Il solo risultato al momento lo hanno prodotto le Fondazioni bancarie, cui spetta l’indicazione del nuovo presidente. Lo hanno fatto e hanno presentato la propria lista indicando Massimo Tononi (già in Mps e Borsa italiana) presidente, Matteo Melley e Alessandra Ruzzu come consiglieri. Un passo inconsueto rispetto al passato quando era abitudine presentare per Cdp una lista unitaria. Ciò potrà comunque accadere ma a questo punto bisognerà aspettare direttamente il 13 luglio quando verosimilmente il Mef presenterà una lista unitaria in assemblea.
A complicare le nomine in Cdp è la partita più complessiva sui rinnovi. Nel pacchetto rientrano infatti la nomina del direttore generale del Mef ma anche e soprattutto quelle della Rai . Sono distanti a quanto pare le posizioni della Lega e del Movimento 5 Stelle. E così il tira e molla sui nomi prosegue: dal favorito – fino a lunedì – Marcello Sala (ex vice presidente del consiglio di Intesa Sanpaolo) agli altri nomi in pista come quello del Cfo Fabrizio Palermo o del presidente della Bei, Dario Scannapieco.
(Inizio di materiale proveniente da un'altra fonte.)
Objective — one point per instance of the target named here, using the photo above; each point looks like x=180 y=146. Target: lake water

Il groviglio delle nomine riguarda anche le vicende, più politiche, del Copasir e della Vigilanza Rai. Sulla scelta dei presidenti delle due commissioni – per tradizione affidati alle opposizioni – si starebbe consumando uno strappo istituzionale. Tanto che il Pd lunedì non ha consegnato ai presidenti di Camera e Senato l’elenco dei loro membri designati per le due commissioni di garanzia (rispettivamente servizi segreti e tv pubblica). Si va dunque verso un nuovo rinvio cui seguirà lo slittamento del voto sui membri del Cda Rai (fissato per il 18 luglio) e quello sul presidente Rai per il quale sono richiesti i due terzi dei votanti e servono perciò anche i voti del Pd.